I don't expect Diesel to over take gasoline. The gas engine still has a long way to go. It's just not as efficient as a diesel engine. Like I said, keep a watch for Honda, which happens to be the cleanest and largest engine manufacturer in the world.

[nicollo]

Honda has done it before: the 1974 CVCC engine was truly revolutionary, and proved that emmission rules could be met by a standard gasoline engine. A truly remarkable engine.

I'm not convinced by diesel, however.

[supercat]

The gas engine still has a long way to go. It's just not as efficient as a diesel engine.

The present design of gasoline engines, even in the complete absense of frictional losses, would be less than 50% efficient; in any engine where the expansion ratio is no greater than the expansion ratio, more than half the energy of the fuel will either be lost as friction or waste heat to the engine block, or will else go out the tailpipe.
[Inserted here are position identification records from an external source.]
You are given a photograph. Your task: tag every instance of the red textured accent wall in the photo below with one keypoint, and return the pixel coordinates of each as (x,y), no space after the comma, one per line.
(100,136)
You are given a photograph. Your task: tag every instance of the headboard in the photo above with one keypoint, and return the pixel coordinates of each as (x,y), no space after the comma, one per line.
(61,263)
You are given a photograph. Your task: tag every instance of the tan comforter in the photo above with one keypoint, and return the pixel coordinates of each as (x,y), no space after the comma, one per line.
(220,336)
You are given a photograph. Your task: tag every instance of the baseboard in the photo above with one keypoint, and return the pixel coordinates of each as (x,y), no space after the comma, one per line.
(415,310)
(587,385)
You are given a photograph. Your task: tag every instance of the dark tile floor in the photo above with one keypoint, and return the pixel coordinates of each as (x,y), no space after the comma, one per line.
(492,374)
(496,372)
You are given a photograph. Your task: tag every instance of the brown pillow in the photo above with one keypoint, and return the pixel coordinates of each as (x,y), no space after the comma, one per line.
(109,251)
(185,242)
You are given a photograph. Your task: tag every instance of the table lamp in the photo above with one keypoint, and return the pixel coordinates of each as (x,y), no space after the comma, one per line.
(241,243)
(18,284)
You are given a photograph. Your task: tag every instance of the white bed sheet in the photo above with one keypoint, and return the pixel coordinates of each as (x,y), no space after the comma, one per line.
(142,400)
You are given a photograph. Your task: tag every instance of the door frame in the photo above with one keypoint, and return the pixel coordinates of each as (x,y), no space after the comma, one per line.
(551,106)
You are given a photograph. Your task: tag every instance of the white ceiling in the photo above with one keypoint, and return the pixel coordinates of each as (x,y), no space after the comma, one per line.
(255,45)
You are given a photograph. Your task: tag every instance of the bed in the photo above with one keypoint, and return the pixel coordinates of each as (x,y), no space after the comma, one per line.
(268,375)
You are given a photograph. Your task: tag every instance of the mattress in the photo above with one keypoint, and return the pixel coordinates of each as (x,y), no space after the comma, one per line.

There are many techniques that could overcome the theoretical efficiency limitations of the Otto Cycle engine. I wonder which ones will end up being practical? A few I like:

1. Use some sort of energy-harnessing device (e.g. turbine) in place of the throttle, and either include a butterfly valve for use in wide-open-throttle situations or design the device for two-quadrant operation (e.g. so it can convert airflow into electricity, or convert electricity into airflow) so it can act as either a throttle or a supercharger. The purpose of a normal throttle is to waste energy; any energy captured from the process would be 100% "free".
2. Use delayed intake closure instead of throttling except when running the engine at the very bottom of its power curve (when delayed closure alone would not suffice). When throttled to 90% atmospheric pressure, an engine must expend energy drawing vacuum through its entire downward stroke; it only gets 10% of that energy back at the start of the upward stroke. By contrast, an engine using delayed intake valve closure wouldn't have to waste any energy in deliberate frictional losses, though incidental frictional losses would still exist (and could pose real issues).
3. When operating in non-peak-power conditions, use the two center cylinders together as a compounding cylinder for the other two cylinders (they would together serve one end cylinder on one stroke, and the other end cylinder on the other). A Freeper wrote a white paper on that one; sounds like a neat concept.

I don't know what all the technical difficulties are with such approaches, but there certainly seems to be room for improvement.